Седая голова фрау Кроль высовывается из окна.
— Хотите получить по рулетику свежего рольмопса с огурцом?
— Безусловно. И кусок хлеба в придачу. Этот легкий завтрак хорош при всех видах мировой скорби, — отвечает Георг и передает мне стакан. — Ты страдаешь ею?
— Каждый приличный человек в моем возрасте непременно страдает мировой скорбью, — решительно отвечаю я. — Это право молодости!
— А я думал, что у тебя молодость украли, когда ты был в армии.
— Верно. С тех пор я ищу ее и не могу найти. Поэтому у меня двойная мировая скорбь.

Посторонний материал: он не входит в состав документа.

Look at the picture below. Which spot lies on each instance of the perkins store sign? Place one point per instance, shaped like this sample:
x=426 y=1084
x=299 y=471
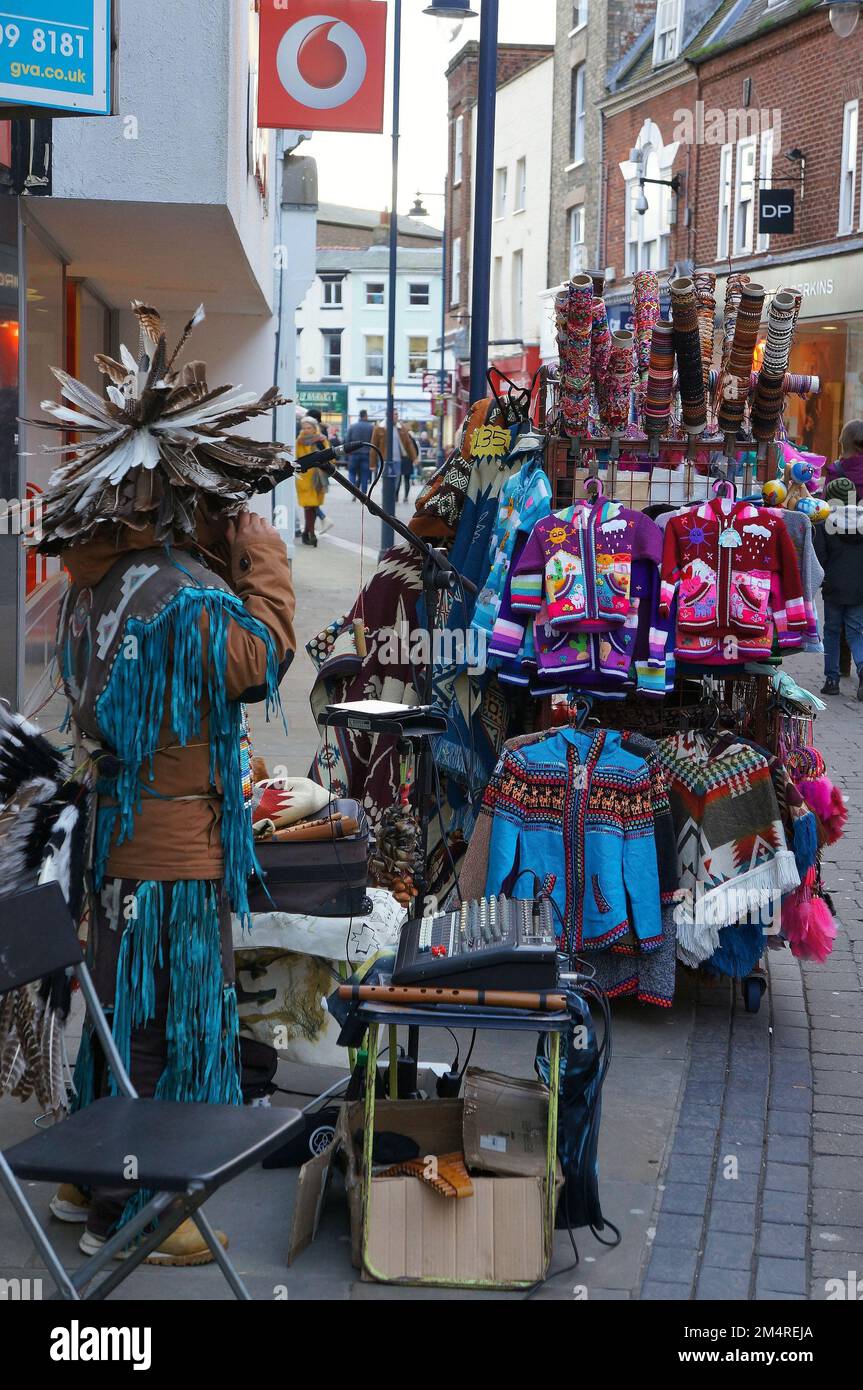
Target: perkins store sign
x=56 y=54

Так же как ампутированная нога, она болит вдвое сильнее.
Пиво чудесное, холодное. Солнце печет нам головы, и вдруг, невзирая на всю мировую скорбь, наступает мгновение, когда жизнь подходит к тебе вплотную и ты с изумлением смотришь в ее золотисто-зеленые глаза. Я благоговейно допиваю свой стакан. Мне кажется, что каждая клетка моего тела приняла солнечную ванну.
— Мы то и дело забываем, что живем на этой планете лишь недолгий срок, — говорю я. — И потому страдаем совершенно ложным комплексом мировой скорби. Словно нам предстоит жить вечно. Ты это замечал?
— Ну еще бы! В том-то и состоит главная ошибка человечества. Люди, сами по себе вполне разумные, дают возможность каким-то презренным родственникам получать по наследству миллионы долларов, вместо того чтобы самим еще при жизни воспользоваться этими деньгами.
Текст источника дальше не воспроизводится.